The second generation smart driving licenses which will be the size of a standard debit card will come embedded with a secure computer chip containing the holders information, which is only readable using special electronic gadgets owned and managed by NTSA.
“The smart licenses have a payment wallet that enables traffic officers to collect fines from motorists via a gadget” NTSA director general Francis Meja said at the sidelines of a CEO’s forum hosted by Vision 2030 secretariat board.
“When in place, the smart driving license will enable the government to capture the driving history of all drivers and improve enforcement of traffic laws” Mr. Meja added.
Upon committing minor traffic offences like speeding, riding motorcycles without protective gear, failure to fasten seat belts and pedestrians blocking free passage of car among other offences, one will be subjected to instant fine.
The penalties range between $5 (Sh500) and $100.
This is not the first time however the government has tried to digitize the notorious transport sector and failed miserably. In 2014 government announced plans to introduce the cashless system for the transport sector to no avail.
Since then little has changed to convince Kenyans and analysts alike the same fate would not met this new government toy.

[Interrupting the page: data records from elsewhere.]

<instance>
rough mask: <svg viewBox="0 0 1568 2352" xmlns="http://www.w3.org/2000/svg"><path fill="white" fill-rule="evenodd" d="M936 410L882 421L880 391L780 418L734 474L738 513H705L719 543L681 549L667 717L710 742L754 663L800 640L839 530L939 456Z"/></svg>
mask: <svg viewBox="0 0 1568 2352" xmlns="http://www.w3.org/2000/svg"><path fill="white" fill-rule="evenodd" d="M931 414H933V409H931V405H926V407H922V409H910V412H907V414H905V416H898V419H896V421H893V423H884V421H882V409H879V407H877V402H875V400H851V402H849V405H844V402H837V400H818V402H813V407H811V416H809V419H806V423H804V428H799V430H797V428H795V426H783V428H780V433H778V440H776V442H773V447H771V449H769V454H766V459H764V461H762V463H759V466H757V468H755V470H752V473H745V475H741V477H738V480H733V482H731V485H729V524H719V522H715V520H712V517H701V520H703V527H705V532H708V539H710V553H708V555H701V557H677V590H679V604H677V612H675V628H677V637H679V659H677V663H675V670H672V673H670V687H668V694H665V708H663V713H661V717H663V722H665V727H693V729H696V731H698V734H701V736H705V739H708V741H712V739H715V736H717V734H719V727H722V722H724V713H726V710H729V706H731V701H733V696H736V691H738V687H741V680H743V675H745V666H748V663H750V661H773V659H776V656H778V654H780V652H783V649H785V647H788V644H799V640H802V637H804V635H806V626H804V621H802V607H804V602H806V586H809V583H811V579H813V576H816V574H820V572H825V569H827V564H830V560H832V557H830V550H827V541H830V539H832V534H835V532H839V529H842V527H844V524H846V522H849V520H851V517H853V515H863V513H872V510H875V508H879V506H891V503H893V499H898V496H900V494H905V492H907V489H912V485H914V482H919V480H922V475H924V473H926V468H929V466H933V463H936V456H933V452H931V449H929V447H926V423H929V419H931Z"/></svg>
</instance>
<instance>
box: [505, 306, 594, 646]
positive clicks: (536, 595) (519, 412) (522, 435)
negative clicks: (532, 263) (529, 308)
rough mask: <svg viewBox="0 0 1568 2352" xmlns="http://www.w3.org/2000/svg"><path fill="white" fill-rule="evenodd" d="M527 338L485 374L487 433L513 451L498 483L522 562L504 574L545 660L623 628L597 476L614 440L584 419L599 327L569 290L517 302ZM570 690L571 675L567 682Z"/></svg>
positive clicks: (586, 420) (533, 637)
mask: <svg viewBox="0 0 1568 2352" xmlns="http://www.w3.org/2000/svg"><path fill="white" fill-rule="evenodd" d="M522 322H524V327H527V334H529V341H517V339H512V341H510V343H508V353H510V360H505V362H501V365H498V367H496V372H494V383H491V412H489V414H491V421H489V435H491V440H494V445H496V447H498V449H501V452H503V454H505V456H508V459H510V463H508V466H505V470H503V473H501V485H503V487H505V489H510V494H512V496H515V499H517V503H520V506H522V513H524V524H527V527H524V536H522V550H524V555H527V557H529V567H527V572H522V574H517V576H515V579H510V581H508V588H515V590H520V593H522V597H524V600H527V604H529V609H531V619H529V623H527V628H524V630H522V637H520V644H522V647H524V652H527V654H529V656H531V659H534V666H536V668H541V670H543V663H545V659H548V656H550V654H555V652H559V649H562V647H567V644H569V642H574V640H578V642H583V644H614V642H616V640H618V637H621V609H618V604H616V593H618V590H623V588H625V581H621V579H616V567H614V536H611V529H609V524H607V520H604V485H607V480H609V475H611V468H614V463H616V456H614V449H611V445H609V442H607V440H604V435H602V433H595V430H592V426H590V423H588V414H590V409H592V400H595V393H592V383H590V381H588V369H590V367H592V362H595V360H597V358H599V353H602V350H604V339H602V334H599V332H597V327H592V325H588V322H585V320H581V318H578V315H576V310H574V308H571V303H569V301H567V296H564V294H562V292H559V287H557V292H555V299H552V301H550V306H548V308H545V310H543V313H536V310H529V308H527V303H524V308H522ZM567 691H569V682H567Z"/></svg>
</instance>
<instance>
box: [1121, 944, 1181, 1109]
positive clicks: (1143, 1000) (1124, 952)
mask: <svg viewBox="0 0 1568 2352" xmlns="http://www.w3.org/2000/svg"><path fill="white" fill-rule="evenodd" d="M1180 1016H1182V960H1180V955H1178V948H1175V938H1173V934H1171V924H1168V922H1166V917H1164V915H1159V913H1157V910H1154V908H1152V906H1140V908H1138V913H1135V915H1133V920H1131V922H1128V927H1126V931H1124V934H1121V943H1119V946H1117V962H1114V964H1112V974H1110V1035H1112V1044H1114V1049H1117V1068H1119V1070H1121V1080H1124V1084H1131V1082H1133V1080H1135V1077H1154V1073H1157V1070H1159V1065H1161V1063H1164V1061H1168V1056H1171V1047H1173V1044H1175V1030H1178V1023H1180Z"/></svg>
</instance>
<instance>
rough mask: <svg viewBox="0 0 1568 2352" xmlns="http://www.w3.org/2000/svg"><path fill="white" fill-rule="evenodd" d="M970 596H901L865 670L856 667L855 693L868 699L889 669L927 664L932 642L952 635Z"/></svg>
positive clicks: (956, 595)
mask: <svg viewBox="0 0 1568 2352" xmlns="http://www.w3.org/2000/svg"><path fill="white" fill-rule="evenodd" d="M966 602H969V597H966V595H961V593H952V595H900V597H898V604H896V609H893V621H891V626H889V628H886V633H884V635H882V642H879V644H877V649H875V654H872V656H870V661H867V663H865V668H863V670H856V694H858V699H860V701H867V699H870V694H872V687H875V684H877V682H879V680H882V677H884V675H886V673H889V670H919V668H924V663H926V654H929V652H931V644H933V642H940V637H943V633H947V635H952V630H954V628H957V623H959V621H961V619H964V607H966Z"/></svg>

Kenyan ‘corrupt’ cops will never have it
It is a fact that Kenyan roads are one of the most corrupt in the world, the first thing the smart licences seeks to do is eradicate corruption on the Kenyan roads.
As we all know it, corruption always fights back and I am afraid the smart licences is doomed to fail because the very people charged with enforcing it are direct beneficiaries of the same.
Cops and their seniors are the biggest losers should the digital driving license come into effect and therefore they are the biggest saboteurs of the same.
Lack of capacity
NTSA requires a massive back up system to process millions of digital driving licenses daily and save the same data as evidence for future prosecutions.
So far the government body has not come out to reveal what kind of investment and systems they have in place for this exercise.
Brenda Nyokabi, a freelance software programmer based in Nairobi while commending NTSA for such a noble idea, however wonders in this age of hacking and privacy issues how the slow to adopt government will fare.
"It is commendable that the NTSA is taking a bold move to use Electronic Driver’s License to take control of Kenyan Roads and ensure safety. This kind of system will eventually be able to improved driver accountability, reduces administrative fraud and identity theft. But as a developer my biggest concern is on data privacy and security. Any kind of technology is susceptible to hacking. How is this going to be handled?” she poses.
According to the Matatu Owners Association (MOA) there are 80,000 PSVs on different routes in Nairobi operating daily not to mention private vehicles, is NTSA systems able to handle this number without crashing?
Nyokabi reckons it would have been wise for the government to first carry out a pilot programme before carrying out the countrywide exercise at least to save the taxpayers the much needed resources.
Lack of awareness
NTSA hopes to begin using the card from next month; I am sure anyone who did not watch last night evening news and they are not active users of social media as in the case of most folks upcountry is completely unaware of the new directive.
NTSA hopes to crack down on minor traffic offenders and pedestrians have not been spared either, they can in an instant be slapped with a fine for even blocking drive ways, therefore has NTSA done enough awareness on the likely consequences of the smart license adoption.
“NTSA should try to build awareness on what this would mean to a normal mwanainchi and emphasize on the cons and pros and gauge how receptive Kenyans are to kind of system before deployment." Nyokabi added.
The first rule of business before introducing any goods and services is to do enough awareness campaign and by that I mean adequate consultations with all the parties likely to be affected by the move.
Matatu Owners Association (MOA) cited lack of consultation as the reason why the much touted cashless system government tried to roll out failed.
It is hard to believe the same has changed.